Yeraltı faaliyetleri ve organize suç bağlamında görüntüleme denetimi özel bir önem kazanır. Suç örgütleri, düzenli denetimin zor olduğu, sosyal ve ticari ilişkilerin karmaşıklığının devlet müdahalesini zorlaştırdığı alanlarda faaliyet gösterir. Bu durumlarda görüntüleme denetimi, aksi takdirde erişilmesi zor olan bilgileri toplamak için yapısal bir yöntem sağlar ve aynı zamanda şeffaflık ve veri koruma gerekliliklerine uyulmasını garanti eder. Zorluk, güvenlik çıkarını vatandaşların temel gizlilik hakkıyla dikkatlice dengelemektir. Her görüntüleme denetimi, bireysel haklara olası müdahalelerin açıkça gerekçelendirildiği ve sürekli olarak etkinlik ve orantılılık açısından değerlendirildiği titizlikle planlanmış bir müdahale olarak ele alınmalıdır. Vatandaşlar, ihmal veya uygunsuz kullanım nedeniyle zarar gördüğünde, belediyenin kendini savunması gereken hukuki süreçler ortaya çıkabilir; bu durum, keskin bir yasal çerçevenin ve sistematik, iyi belgelenmiş bir karar alma sürecinin gerekliliğini vurgular.
Yasal Temel
Görüntüleme denetiminin yasal temeli Belediye Kanunu Madde 151c’de yer almaktadır. Bu madde, belediye başkanına, kamu düzenini sağlamak amacıyla kamu alanlarını denetleme yetkisi vermektedir. Bu yetkinin kullanımı, belediye meclisinin, yerel yönetmelikte (APV) açık bir hüküm ile önceden yetki devretmesini gerektiren katı koşullara tabidir. Bu, görüntüleme denetiminin her zaman demokratik olarak meşru olmasını ve uygulama çerçevelerinin önceden açıkça belirlenmesini sağlar. Kanun ayrıca, görüntüleme denetiminin soruşturma yetkisi vermediğini vurgular; bu, soruşturma ve kovuşturma yetkisinin yalnızca polis ve savcılığa ait olduğu anlamına gelir. Önleyici denetim ile cezai işlemler arasındaki ayrım, Madde 151c’nin doğru uygulanması için kritik öneme sahiptir ve belediyelerin yetkilerini aşmasını önler.
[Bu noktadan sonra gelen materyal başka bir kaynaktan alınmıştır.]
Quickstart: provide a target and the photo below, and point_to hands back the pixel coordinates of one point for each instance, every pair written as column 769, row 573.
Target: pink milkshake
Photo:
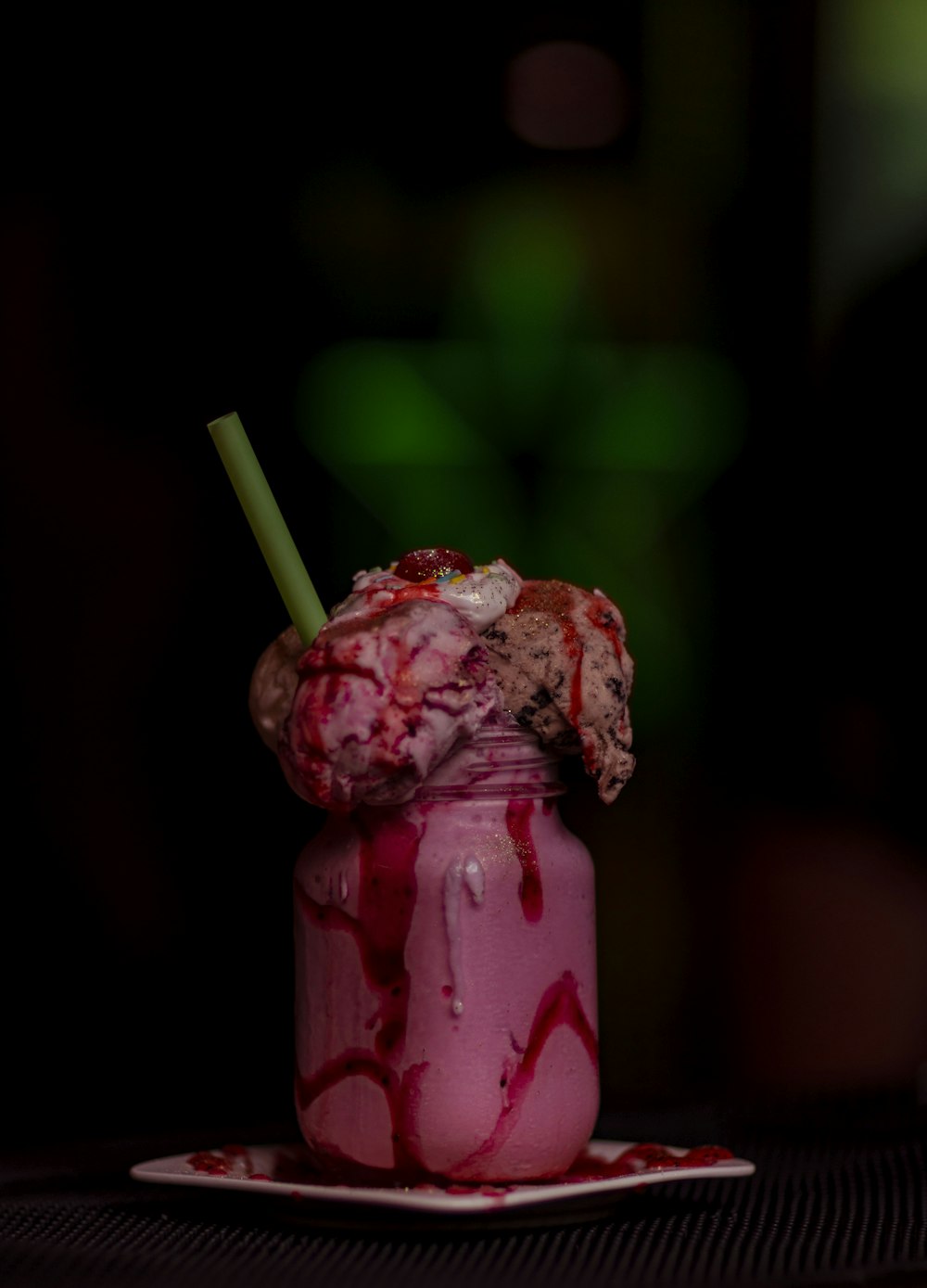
column 446, row 976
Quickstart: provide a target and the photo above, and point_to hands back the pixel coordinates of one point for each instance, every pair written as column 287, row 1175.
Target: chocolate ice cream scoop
column 560, row 659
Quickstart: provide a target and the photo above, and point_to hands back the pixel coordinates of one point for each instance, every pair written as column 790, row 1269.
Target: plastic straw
column 267, row 523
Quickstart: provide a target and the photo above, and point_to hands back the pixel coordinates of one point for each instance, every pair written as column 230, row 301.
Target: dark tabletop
column 840, row 1197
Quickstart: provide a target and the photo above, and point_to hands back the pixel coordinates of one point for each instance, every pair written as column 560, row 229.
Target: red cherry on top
column 437, row 562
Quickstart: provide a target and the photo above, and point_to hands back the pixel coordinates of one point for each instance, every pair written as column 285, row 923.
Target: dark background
column 172, row 249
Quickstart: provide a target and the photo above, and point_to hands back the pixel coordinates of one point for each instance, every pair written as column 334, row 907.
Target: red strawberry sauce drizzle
column 385, row 904
column 518, row 823
column 642, row 1158
column 559, row 1005
column 387, row 896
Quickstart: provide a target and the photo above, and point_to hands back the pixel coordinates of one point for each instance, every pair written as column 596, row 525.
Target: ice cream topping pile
column 420, row 656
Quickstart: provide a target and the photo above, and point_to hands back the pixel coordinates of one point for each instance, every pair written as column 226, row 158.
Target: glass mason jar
column 446, row 977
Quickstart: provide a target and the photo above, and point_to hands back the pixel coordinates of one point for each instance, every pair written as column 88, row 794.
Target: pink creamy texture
column 394, row 1081
column 381, row 701
column 444, row 917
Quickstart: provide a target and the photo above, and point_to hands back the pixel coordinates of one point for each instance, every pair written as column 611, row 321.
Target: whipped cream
column 480, row 596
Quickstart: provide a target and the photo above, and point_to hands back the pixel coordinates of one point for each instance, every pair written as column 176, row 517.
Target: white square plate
column 605, row 1168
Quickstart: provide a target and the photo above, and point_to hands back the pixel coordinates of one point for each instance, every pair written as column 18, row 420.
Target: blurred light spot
column 565, row 95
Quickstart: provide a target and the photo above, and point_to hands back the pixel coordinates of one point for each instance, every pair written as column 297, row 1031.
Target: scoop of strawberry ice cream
column 273, row 684
column 560, row 659
column 380, row 701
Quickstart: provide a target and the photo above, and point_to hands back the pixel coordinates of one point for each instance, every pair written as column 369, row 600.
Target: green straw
column 267, row 523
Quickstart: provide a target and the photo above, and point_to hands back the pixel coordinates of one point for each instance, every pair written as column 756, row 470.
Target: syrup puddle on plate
column 603, row 1171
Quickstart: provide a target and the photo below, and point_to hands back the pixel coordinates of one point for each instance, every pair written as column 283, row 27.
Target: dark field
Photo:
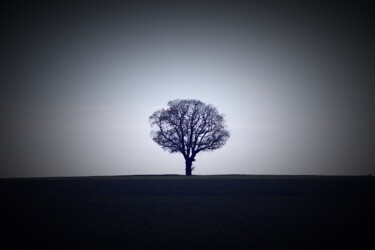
column 177, row 212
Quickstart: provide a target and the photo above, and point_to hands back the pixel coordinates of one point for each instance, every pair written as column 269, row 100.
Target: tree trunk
column 188, row 163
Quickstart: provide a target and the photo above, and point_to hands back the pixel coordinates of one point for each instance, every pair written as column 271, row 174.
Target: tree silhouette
column 188, row 127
Görüntüleme denetimi ayrıca orantılılık ve ikincillik (subsidiarite) ilkelerine tabidir. Kameralar, kamu düzenini sağlamak için daha az müdahaleci önlemler yetersiz kaldığında kullanılabilir. Denetimin uygulama süresi sınırlı olmalı ve açıkça tanımlanmış bir alanla sınırlandırılmalıdır. Bu sınırlamalar, denetimi hukuken sınırlandırır ve vatandaşların haklarının keyfi veya sürekli gözetim yoluyla ihlal edilmesini önler. Belediyenin ayrıca, belediye başkanı, polis şefi ve savcının katıldığı üçlü toplantıda koordinasyonu sağlaması gerekir. Bu koordinasyon, güvenlik çıkarlarının ve uygulama kapasitelerinin belirli risklerle uyumlu şekilde dengelendiği entegre bir yaklaşım sağlar.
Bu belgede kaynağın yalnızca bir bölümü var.